MCS is a condition that is technically known as Idiopathic Environmental Intolerance; that translates roughly into, “We don’t know why your body can’t handle the synthetic chemicals that most people can handle.” For me, a combination of genetics and Lyme disease have made it so that my liver has a great deal of difficulty detoxing the multitude of synthetic chemicals in the modern world.
For those with MCS, new products provide health challenges because of the chemical off-gassing they do. Off-gassing is the releasing of volatile compounds into the air (and thereby into our lungs and bodies). A common example most people are familiar with is paint: Everyone knows what new paint often smells like. Those are volatile organic compounds (VOCs) that you smell being released from the paint. There is now no-VOC paint which is almost odorless, and it doesn’t have as many synthetic chemicals to release thereby making it more tolerable (sometimes) to those who are sensitive to typical paint. It's not the smell that is the actual problem but the chemicals that are released: Low odor paint can still be a huge problem for those with MCS because the low odor paint has masking chemicals added to cover up the more toxic smelling components of the other chemicals.
Many products that we buy release chemicals in the off-gassing process. Vinyl or PVC is one of the nastier ones. New cars are loaded with toxic synthetic chemicals (aka the new car smell). Many finishes on furniture are created through synthetic chemicals. So when a chemically sensitive person purchases most things, they must first off-gas the products in order to release as many of the synthetic chemicals as possible before trying to use the product near them. If one doesn’t off-gas many new products, someone with MCS will likely get very ill from them. It can take between days and years to off-gas products, and some things never truly off-gas completely.

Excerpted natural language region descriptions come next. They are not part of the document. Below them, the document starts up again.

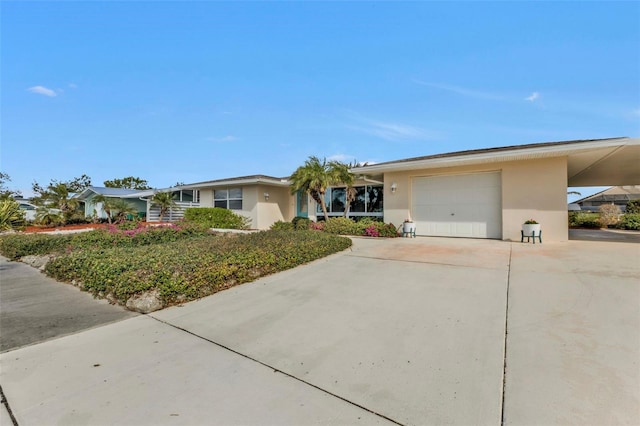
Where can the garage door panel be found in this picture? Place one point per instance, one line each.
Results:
(458, 205)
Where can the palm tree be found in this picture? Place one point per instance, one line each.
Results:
(122, 209)
(316, 176)
(11, 217)
(344, 175)
(106, 204)
(164, 200)
(48, 217)
(58, 196)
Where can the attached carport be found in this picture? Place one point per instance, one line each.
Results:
(489, 193)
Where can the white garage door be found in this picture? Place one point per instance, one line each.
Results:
(458, 205)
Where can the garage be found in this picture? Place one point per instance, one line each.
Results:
(465, 205)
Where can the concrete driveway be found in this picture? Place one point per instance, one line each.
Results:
(404, 331)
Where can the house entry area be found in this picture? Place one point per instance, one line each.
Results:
(466, 205)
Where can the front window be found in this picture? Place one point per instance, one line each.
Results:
(368, 201)
(228, 198)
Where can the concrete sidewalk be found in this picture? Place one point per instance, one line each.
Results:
(405, 331)
(35, 308)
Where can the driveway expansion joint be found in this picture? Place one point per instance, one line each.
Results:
(4, 402)
(277, 370)
(421, 262)
(506, 332)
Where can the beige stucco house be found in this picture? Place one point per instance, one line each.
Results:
(484, 193)
(489, 193)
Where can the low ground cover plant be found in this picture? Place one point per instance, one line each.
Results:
(191, 268)
(342, 226)
(584, 220)
(215, 217)
(15, 246)
(630, 221)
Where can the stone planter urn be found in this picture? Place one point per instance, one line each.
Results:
(408, 229)
(531, 229)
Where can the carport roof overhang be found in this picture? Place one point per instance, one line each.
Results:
(597, 162)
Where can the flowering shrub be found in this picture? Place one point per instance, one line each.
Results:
(216, 217)
(630, 221)
(317, 226)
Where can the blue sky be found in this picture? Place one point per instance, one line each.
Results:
(193, 91)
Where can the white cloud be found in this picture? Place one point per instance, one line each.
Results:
(343, 158)
(533, 97)
(228, 138)
(41, 90)
(391, 131)
(472, 93)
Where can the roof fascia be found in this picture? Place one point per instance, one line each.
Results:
(240, 182)
(552, 150)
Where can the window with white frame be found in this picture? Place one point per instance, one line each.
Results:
(230, 198)
(368, 201)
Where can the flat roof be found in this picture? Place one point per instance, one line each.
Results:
(591, 162)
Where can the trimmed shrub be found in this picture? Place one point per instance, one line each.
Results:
(341, 226)
(633, 206)
(194, 268)
(630, 221)
(17, 245)
(301, 223)
(11, 217)
(216, 217)
(609, 214)
(584, 220)
(282, 226)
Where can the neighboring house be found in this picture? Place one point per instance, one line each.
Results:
(28, 208)
(483, 193)
(489, 193)
(262, 199)
(134, 197)
(618, 195)
(267, 199)
(140, 200)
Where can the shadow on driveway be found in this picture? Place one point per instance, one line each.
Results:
(610, 235)
(35, 308)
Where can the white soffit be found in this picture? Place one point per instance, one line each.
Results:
(605, 161)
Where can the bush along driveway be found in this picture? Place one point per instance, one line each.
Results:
(147, 269)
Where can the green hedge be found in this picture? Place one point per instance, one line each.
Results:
(15, 246)
(584, 220)
(192, 268)
(630, 221)
(341, 226)
(215, 217)
(633, 206)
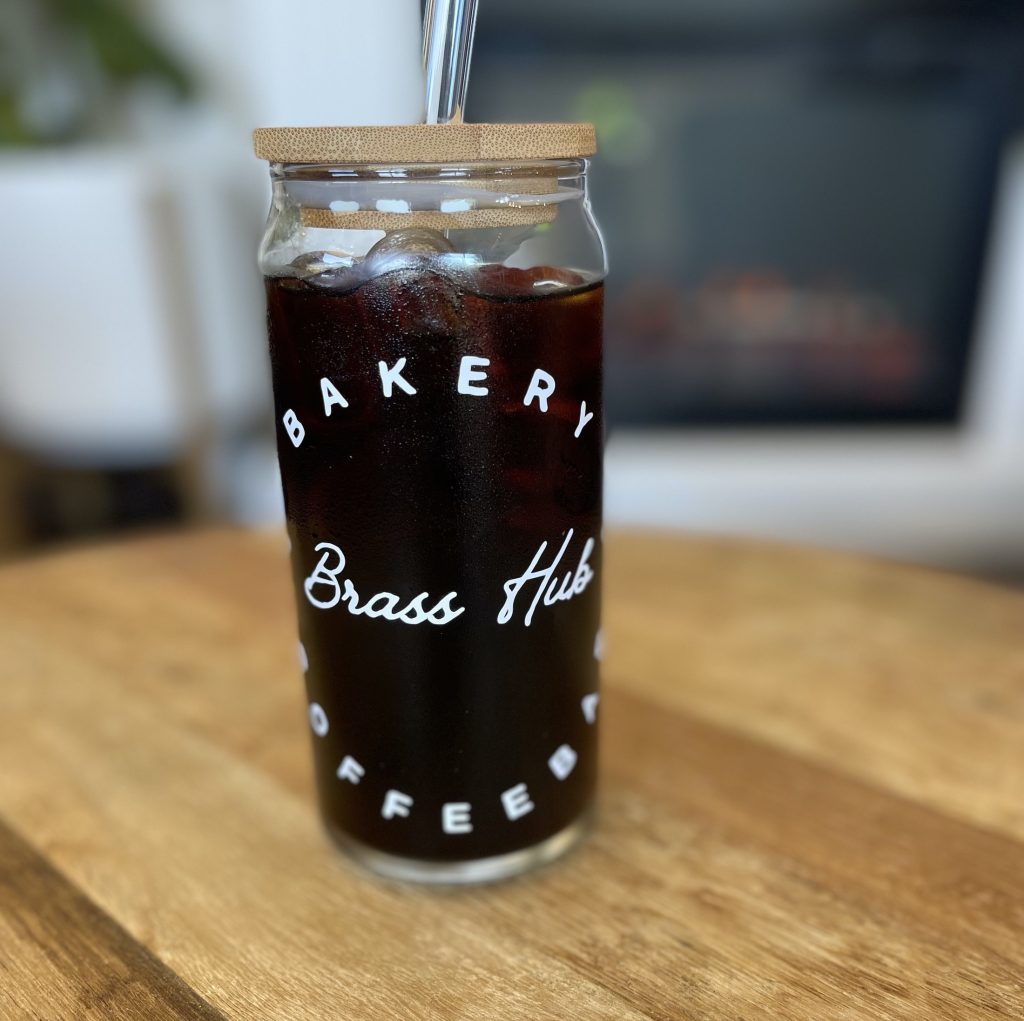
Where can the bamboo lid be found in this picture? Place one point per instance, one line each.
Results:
(432, 143)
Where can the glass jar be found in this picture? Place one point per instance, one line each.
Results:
(435, 337)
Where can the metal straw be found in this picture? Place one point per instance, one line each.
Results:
(448, 46)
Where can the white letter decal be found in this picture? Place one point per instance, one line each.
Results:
(396, 803)
(455, 817)
(350, 770)
(537, 390)
(585, 417)
(296, 431)
(562, 762)
(392, 377)
(516, 802)
(332, 395)
(326, 576)
(318, 720)
(469, 374)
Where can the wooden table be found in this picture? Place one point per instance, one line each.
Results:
(812, 804)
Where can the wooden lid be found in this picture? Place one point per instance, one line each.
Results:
(426, 143)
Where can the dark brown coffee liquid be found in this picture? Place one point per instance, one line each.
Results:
(433, 493)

Clothes are no exception to this: The preservative “sizing” that manufacturers use in fabric is actually formaldehyde or similar chemicals which are extremely difficult for most with MCS to handle. Likewise, there are chemicals used in dying the clothing, and there are chemicals used in processing the raw materials. Some elastics have fragrances added to unsuccessfully cover the cheap rubber smell of them. New clothing, unless it is incredibly well processed organic clothing, is toxic by default. Washing the clothing eventually pulls out some of the chemicals, but how many washes it takes can vary widely by the clothing itself. There are various tricks one can use to help accelerate the detoxification process for clothing such as using enzymes, vinegar, baking soda, hot water, and for non-red clothing, buttermilk soaks, but repeated washing in water and drying on hot in the dryer really is the best way to make new clothing safer for use. I have to wash new clothing between eight and 20 times to make it possible for me to wear, and I have had some clothing that I’ve given up after 20 washes and passed it on to others who aren’t as chemically sensitive as me.
Buying used clothing is often not much of a help: It can be even harder to get out fragrances and chemicals from petrochemical based detergents, fabric softeners and dryer sheets than it is to get the chemicals out of new clothing. It makes me very sick to even try as those fragrances and chemicals release into the air of my home during washing, and so I gave up buying used clothing long ago even though secondhand clothing previously was my preferred way of shopping for both environmental and financial reasons. I still will buy used clothing if it comes from another chemically sensitive person, but it's hard to find clothes that fit those standards!
One of the additional issues I’ve deal with in battling Lyme is massive weight fluctuation. When I am doing well, I drop weight quickly and without effort. However, when I am facing new health challenges, I gain weight equally easily and with no negative dietary changes. Thus, I have clothes in my closet that range from size 8 to size 24. I was settled comfortably into a size 16 for over a year until last March when suddenly I started dealing with pancreatic issues; my weight shot back up to a size 22 within a few months even with me eating less carbohydrates, no sugars, and no fruits. It was (and is) utterly frustrating. As we kill bartonella and eliminate parasites from my pancreas, my weight has worked its way back down to a size 18 and continues to slowly drop back off.
I had been just about ready to let go of my largest clothes in sizes 22 and 24 last spring when the sudden weight gain happened, and mercifully, I still had all my larger clothes waiting in storage buckets in my closet. Had I not, I would have had to invest in all new clothing, plus I would have had to go through the hassle and expense of detoxing the new clothing. Thus, for someone like me who deals with chemical sensitivities and fluctuating weight, holding onto clothing for more than a year makes a great deal of sense.
While I am working to minimize the amount of “stuff” in my house, my clothing collection is not something I am willing to purge. For my life and for others like me, the advice of getting rid of clothing I haven’t worn in a year is well-intentioned but impractical.